By David Walters
Sometimes a crumb falls
From the tables of joy
Sometimes a bone
Is flung.
To some people
Love is given,
To others
Only heaven.
Lynn Nottage’s play, Crumbs from the Table of Joy is remounted for the first time since its premiere in 1995. This was Ms. Nottage’s first commission and commercial production.
It does not compare to her subsequent work but does have seeds within it of plays yet to come. “I wanted to write an allegory about integration and the way the Great Migration of Black Southerners was reshaping the cultural landscape of Northern cities,” Ms. Nottage writes.
Crumbs is a family memory play, not a memoir play, but could also be called a riff play. It takes place in Brooklyn in the 1950s narrated by the oldest daughter Ernestine (Shanel Bailey splendidly carrying the production on her young shoulders). She is smitten with the movies and in her telling conjures up several movie-worthy scenes of past events that are only her wishes and not anything that actually happened. These scenes, though entertaining (wonderful rendition of Falling in Love Again by Natalia Payne), illustrate Ernestine’s wishes that her life had been different, but become blind alleys that the audience must come back from.
After her mother passed, “Death nearly crippled my father, slipping beneath the soles of his feet and taking away his ability to walk at will,” says Ernestine. An elixir that cured him with a bottling address of Brooklyn, NY was the impetus to move the family (father and two daughters, Ernestine and delightfully precocious Emina) from Pensacola up north to Brooklyn. Finding a basement apartment on a mostly white block, Godfrey Crumb finds work in a bakery to support the family. His sister-in-law, Lily, a communist and party girl, moves in using a veiled promise to take care of the girls after their mother’s passing as an excuse to stay. Godfrey has become a staunch conservative Christian (“Only white folks laugh on Sunday”) and devotee of the self-anointed Father Devine. Lily’s sexuality and desire to put herself in her sister’s marriage bed threatens Godfrey and he journeys to a Father Devine gathering where on his travels he meets a young German woman who just arrived in the states. On his return home he closes act one with the surprise, “We met. We fell in love. We married.”

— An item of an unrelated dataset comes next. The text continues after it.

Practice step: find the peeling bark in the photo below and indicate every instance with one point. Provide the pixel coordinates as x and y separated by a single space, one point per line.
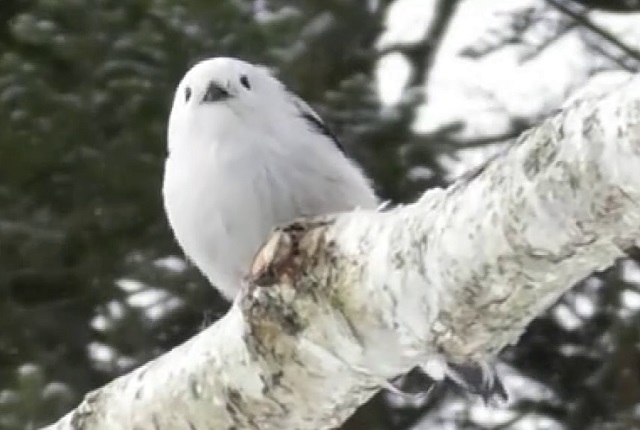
334 306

The second act is Ernestine’s adjustments to her new home situation and the hope and pushing-through she finds within herself in order to graduate from high school and eventually go out on her own. This is symbolized in the beautiful graduation dress she is making for herself throughout the act. Her summations about her story at the end of the play is some of the best writing in the piece. Ernestine’s reflection on her life growing up ends with hope for where she is taking herself, “But today, I’m just riffing and walking as far as these feet will take me.”
Director Colette Robert approached the play singularly as memory choosing to put the set in a picture frame fully surrounding the proscenium making it something from the past to reflect into. This put a bit of a burden on the audience to reach into the frame and pull out meaning from the tableau, as well as making it harder for the actors to break through that frame to touch the audience.
Crumbs from the Table of Joy by Lynn Nottage. Directed by Colette Robert. Presented by Keen Company.
The cast includes: Shanel Bailey, Jason Bowen, Sharina Martin, Natalia Payne, and Malika Samuel.
The creative team for Crumbs from the Table of Joy includes Brendan Gonzales Boston (scenic design) Johanna Pan (costume design)(the dress looked lovely on Ernestine), Anshuman Bhatia (lighting design), Broken Chord (sound design), Nikiya Mathis (wig design)(wonderful job as the wigs were key to the story), Caitlyn Murphy (prop design).
Approximately two hours with one intermission.
The production is scheduled to run through April 1 at Theatre Row in Theatre Five, located at 410 W 42nd St in Manhattan. Tickets are currently on sale at www.keencompany.org.
As always, this is just one person’s opinion in a world filled with them.